Compilers and principles of compiling are one fundamental core aspect of computer science. Compilers and several other parts of compiler technology (especially parsing, transformation, analysis, and optimization) play important roles in many systems built every day. The knowledge gained in this course should be broad enough that if you are confronted with the task of contributing to the implementation of a real compiler in the field or similar technology, you should be able to do so confidently and quickly.

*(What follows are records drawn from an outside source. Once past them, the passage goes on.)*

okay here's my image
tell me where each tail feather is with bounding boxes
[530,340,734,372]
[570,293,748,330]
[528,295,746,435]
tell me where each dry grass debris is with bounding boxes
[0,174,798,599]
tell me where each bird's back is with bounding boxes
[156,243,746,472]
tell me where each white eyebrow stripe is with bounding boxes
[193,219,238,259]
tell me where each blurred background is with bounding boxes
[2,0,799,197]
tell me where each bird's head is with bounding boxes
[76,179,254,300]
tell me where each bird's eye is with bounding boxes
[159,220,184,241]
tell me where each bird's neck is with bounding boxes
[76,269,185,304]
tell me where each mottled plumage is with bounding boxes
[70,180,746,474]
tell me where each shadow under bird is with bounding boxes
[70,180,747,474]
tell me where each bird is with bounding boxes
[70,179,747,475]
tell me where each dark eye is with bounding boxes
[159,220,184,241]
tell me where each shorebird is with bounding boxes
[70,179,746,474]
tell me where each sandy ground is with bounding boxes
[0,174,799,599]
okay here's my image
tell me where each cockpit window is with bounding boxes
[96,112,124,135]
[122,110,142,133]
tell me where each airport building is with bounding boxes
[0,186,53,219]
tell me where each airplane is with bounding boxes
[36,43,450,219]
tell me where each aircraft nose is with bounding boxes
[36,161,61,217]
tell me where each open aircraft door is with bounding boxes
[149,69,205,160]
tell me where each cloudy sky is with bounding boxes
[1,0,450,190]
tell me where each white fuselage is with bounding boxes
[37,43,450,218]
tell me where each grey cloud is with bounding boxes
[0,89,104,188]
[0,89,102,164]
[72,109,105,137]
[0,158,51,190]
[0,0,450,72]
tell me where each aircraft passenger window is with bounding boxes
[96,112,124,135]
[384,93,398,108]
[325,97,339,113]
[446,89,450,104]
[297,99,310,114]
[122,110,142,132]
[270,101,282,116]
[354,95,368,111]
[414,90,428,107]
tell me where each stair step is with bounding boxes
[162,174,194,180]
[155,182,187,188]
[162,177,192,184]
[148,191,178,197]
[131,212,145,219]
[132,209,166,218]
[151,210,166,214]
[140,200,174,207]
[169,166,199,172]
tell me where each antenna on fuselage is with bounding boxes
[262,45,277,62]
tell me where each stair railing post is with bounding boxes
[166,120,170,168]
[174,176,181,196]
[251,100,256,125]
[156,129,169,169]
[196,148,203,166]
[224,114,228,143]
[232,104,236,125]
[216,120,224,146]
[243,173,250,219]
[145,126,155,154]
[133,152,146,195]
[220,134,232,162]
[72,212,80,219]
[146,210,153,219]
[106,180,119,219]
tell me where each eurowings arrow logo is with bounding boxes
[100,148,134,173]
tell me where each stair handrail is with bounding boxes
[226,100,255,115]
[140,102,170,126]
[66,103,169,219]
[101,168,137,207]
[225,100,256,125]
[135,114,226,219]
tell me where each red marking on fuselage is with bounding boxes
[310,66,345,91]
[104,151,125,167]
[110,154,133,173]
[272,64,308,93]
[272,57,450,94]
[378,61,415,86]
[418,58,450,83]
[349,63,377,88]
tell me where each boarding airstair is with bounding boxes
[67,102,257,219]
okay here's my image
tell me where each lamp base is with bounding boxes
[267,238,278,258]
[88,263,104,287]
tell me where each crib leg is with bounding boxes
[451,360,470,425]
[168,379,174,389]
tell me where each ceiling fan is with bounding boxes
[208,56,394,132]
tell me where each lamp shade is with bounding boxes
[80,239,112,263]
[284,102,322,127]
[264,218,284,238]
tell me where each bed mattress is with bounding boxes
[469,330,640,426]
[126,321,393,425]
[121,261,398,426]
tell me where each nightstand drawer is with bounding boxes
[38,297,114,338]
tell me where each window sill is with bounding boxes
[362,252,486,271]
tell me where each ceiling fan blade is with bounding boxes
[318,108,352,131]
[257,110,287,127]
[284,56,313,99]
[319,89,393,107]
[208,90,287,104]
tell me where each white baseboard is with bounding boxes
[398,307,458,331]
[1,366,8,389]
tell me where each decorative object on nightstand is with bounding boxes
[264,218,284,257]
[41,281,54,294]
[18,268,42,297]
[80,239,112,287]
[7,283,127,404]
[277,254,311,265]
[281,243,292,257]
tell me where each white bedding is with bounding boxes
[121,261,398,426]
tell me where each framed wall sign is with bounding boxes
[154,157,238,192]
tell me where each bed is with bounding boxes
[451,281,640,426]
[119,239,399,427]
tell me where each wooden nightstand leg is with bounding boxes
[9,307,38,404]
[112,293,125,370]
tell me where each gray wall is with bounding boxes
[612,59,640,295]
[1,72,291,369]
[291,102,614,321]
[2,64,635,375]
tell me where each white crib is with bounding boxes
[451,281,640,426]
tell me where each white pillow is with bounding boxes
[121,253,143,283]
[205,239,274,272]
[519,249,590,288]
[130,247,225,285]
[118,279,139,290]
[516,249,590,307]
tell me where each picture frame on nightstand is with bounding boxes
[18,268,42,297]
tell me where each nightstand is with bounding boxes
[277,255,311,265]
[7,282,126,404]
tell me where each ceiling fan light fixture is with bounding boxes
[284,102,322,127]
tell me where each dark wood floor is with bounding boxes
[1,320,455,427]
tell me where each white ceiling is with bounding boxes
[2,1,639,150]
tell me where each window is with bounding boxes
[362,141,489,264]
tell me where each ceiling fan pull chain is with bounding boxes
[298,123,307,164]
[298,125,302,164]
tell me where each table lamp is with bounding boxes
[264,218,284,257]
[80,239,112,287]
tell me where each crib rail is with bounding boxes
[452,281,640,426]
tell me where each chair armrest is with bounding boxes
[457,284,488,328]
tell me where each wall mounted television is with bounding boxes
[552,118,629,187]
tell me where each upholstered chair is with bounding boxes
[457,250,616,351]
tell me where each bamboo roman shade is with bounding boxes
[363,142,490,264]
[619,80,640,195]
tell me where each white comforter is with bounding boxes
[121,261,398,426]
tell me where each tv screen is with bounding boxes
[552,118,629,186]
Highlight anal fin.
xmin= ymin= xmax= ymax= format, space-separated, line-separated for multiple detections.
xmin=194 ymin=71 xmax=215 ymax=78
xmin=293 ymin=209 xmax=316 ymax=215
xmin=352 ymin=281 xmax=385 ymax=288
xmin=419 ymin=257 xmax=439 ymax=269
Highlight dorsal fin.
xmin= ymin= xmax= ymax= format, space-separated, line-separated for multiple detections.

15-213 Introduction to Computer Systems
Students are expected to have significant experience in a high-level programming language
TEXT: (optional)

Andrew W. Appel,
Modern Compiler Implementation in ML.
Cambridge University Press, 2004.
ISBN 978-0521607643

William M. Waite and Gerhard Goos.
Compiler Construction.
© 1995 Springer.
© 1996 William M. Waite and Gerhard Goos.
The content of Compiler Construction is made available via the Web by permission of the authors as a service to the community and only for educational purposes.

Grading will be based on a set of homework assignments (30%) and labs (70%). There are 6 labs worth a total of 700 points. Labs can be done individually or in pairs. There are 5 written assignments worth a total of 300 points. Written assignments must be done individually. There will be no midterm or final exams.